|Extrinsic sensor calibration is the estimation of the relative transformation between different sensors. This is a key step for sensor fusion.|
Mobile robots tend to accomodate numerous sensors. These sensors can be of different nature (e.g. cameras, RGB-D devices, laser rangefinders, etc.) and, individually, serve a wide range of different purposes.
The combination of the information resulting from separate sensors, also known as sensor fusion, boost the synergy of the sensory system and may improve input information or even enable new uses not possible with original data.
Since each sensor has its own coordinate system wrt which received data is described, a key step for sensor fusion is to perform an accurate and trustworthy extrinsic calibration between sensors, preferrably accompanied by an analysis of its uncertainty.

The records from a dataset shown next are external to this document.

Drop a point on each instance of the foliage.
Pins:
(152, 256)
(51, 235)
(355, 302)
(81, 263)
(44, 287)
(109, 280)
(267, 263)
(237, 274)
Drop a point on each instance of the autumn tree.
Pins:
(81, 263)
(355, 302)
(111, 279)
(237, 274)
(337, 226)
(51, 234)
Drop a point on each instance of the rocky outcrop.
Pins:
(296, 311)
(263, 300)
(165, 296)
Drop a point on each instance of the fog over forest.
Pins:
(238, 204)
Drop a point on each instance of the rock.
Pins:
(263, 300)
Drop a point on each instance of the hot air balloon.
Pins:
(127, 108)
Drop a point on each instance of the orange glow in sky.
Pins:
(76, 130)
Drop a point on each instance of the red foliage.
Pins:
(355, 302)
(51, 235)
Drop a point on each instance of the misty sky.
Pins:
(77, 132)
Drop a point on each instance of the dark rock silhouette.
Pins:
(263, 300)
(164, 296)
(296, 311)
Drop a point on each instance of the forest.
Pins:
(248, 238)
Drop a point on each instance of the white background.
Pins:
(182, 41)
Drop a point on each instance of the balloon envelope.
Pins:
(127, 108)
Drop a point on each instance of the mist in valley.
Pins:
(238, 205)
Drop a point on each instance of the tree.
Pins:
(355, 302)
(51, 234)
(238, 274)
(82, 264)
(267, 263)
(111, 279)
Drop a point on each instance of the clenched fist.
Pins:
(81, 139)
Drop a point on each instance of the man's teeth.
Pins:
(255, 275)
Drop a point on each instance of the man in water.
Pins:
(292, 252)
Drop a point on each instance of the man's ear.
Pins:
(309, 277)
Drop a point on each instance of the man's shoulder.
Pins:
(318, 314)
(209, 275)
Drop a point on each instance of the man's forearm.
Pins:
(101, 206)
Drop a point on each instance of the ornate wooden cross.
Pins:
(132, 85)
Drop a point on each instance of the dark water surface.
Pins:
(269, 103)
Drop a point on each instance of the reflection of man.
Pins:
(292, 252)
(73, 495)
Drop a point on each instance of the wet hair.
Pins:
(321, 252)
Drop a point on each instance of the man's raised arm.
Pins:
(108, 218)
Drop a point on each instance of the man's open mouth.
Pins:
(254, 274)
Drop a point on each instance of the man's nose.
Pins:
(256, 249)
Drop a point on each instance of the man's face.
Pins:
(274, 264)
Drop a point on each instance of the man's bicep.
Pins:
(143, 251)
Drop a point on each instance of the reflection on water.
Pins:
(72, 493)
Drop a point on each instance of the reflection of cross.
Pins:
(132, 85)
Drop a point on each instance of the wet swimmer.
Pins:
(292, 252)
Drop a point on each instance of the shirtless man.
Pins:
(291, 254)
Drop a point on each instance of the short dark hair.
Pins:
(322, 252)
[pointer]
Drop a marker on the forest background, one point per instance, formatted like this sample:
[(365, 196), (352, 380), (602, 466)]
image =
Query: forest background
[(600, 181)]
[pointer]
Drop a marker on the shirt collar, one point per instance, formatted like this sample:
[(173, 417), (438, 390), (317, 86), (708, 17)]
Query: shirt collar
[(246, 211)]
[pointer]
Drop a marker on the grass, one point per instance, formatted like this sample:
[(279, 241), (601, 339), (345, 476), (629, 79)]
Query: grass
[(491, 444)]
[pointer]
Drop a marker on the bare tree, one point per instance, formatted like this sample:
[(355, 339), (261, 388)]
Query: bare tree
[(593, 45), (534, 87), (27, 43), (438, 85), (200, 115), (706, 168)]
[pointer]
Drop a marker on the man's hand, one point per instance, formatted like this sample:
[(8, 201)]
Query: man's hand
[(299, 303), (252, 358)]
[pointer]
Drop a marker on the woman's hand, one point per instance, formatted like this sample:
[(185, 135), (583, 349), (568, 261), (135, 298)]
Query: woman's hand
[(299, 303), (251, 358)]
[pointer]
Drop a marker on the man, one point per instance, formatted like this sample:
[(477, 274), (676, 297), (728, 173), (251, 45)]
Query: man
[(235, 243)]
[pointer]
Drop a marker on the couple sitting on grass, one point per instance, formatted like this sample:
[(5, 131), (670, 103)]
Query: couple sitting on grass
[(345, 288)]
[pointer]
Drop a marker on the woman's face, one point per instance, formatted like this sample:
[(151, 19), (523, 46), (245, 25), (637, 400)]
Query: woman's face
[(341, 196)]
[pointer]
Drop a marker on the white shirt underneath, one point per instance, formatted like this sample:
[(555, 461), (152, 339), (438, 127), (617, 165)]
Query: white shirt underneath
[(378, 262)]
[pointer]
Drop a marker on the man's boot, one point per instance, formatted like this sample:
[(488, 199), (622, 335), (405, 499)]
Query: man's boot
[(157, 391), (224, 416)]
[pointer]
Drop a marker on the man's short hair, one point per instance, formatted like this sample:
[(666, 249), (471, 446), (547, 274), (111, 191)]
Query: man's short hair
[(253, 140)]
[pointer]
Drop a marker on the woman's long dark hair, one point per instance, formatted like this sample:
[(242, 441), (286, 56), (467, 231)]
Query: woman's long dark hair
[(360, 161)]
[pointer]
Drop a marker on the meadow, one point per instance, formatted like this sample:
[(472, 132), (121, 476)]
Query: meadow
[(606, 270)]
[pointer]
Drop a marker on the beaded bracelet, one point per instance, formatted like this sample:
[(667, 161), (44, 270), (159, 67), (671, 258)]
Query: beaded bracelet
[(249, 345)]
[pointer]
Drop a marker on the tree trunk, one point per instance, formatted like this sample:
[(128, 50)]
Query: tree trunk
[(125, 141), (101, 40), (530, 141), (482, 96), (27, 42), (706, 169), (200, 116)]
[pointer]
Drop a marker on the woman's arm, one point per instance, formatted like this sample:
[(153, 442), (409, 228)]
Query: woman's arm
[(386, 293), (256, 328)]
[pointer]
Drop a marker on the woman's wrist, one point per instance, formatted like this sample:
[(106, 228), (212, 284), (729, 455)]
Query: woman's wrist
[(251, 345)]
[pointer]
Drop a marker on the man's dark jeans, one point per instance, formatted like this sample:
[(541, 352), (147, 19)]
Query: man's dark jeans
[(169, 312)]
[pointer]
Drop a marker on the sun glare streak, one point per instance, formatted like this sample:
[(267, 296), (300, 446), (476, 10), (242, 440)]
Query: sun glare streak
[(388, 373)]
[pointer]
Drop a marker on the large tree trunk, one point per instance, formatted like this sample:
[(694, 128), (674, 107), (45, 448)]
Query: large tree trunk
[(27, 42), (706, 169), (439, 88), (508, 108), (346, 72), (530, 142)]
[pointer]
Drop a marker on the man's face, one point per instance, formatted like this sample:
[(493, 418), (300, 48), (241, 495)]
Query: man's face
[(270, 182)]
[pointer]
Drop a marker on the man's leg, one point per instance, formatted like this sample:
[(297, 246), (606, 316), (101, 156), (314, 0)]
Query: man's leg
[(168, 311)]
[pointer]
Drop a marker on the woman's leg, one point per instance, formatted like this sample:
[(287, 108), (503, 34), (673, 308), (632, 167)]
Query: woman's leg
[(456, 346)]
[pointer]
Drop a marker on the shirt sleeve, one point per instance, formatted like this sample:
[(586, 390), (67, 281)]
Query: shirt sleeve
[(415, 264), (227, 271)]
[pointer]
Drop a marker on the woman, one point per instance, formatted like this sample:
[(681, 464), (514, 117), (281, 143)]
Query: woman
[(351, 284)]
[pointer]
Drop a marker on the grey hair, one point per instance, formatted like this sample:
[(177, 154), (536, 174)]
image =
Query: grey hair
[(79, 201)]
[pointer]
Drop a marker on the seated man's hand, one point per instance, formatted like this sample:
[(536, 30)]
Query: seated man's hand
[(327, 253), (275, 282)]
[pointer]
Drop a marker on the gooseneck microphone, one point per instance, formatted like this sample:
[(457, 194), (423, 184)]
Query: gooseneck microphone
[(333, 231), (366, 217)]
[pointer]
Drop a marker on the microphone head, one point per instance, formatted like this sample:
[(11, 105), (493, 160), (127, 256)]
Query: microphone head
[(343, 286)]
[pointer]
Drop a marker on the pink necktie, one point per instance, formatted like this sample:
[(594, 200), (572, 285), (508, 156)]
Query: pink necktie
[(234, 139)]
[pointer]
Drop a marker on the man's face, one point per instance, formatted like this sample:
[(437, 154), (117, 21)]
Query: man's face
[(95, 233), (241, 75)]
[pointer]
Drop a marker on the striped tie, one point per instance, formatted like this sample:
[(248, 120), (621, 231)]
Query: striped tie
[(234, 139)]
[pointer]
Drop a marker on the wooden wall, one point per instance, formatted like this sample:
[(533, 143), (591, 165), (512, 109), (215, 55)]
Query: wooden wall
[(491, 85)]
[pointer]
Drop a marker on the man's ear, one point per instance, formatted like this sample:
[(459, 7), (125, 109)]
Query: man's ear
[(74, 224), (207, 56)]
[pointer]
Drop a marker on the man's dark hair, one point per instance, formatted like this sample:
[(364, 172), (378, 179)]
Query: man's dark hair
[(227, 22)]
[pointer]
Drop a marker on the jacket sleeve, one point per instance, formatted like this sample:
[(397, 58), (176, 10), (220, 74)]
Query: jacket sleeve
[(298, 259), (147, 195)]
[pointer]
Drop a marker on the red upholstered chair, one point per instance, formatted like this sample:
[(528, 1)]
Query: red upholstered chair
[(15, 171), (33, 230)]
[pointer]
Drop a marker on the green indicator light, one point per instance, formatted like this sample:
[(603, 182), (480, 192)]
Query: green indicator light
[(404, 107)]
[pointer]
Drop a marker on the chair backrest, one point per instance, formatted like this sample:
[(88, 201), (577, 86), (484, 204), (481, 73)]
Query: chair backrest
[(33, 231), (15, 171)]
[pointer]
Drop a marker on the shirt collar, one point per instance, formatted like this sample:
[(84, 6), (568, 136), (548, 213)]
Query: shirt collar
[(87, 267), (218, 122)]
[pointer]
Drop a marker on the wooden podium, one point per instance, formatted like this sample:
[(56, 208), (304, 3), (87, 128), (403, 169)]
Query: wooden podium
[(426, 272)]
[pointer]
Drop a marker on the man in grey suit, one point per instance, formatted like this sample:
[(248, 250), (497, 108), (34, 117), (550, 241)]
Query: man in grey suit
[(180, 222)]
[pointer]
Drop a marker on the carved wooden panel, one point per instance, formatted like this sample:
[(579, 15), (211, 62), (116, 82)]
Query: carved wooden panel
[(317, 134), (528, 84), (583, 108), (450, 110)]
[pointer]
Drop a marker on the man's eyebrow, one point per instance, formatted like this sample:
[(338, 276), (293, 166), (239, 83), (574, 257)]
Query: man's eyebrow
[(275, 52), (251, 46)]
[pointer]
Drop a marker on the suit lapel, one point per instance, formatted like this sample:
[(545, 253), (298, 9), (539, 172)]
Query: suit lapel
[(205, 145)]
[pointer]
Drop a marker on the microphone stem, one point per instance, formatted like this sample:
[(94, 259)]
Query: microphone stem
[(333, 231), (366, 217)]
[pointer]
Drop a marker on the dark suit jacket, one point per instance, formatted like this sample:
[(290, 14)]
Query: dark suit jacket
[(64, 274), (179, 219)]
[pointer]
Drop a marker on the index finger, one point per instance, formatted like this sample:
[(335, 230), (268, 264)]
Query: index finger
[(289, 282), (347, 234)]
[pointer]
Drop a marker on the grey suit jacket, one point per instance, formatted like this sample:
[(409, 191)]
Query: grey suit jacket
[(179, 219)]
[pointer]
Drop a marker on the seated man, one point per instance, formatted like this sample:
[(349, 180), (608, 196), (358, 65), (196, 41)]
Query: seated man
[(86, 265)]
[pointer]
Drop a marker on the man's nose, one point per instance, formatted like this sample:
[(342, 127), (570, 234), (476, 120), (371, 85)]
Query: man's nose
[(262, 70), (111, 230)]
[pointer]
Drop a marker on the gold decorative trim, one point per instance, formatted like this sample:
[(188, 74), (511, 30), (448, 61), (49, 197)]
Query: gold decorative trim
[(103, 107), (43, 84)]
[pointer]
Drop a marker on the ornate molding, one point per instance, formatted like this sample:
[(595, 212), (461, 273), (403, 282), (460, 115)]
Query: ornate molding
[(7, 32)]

Camera - LRF calibration based on scene corners
Cameras and 2D laser-rangefinders (LRFs) are devices commonly used on robots and complement well to each other: Cameras provide projective data only, whereas 2D LRFs provide range measurements. The combination of these two sensors give raise to potential applications, such as
- pointcloud coloring
- extraction of semantic data
- improvement of visual odometry algorithms
Calibration based on the observation of scene corners
The observation of an orthogonal trihedron, which can be profusely found as corners in human-made scenes, provides enough data to solve the calibration task without the need of any other specific calibration patern:
- From the observation of the trihedron, both line-to-plane and point-to-plane constraints can be imposed on the calibration parameters. The nature of constraints allows us to decouple rotation computation from that of translation.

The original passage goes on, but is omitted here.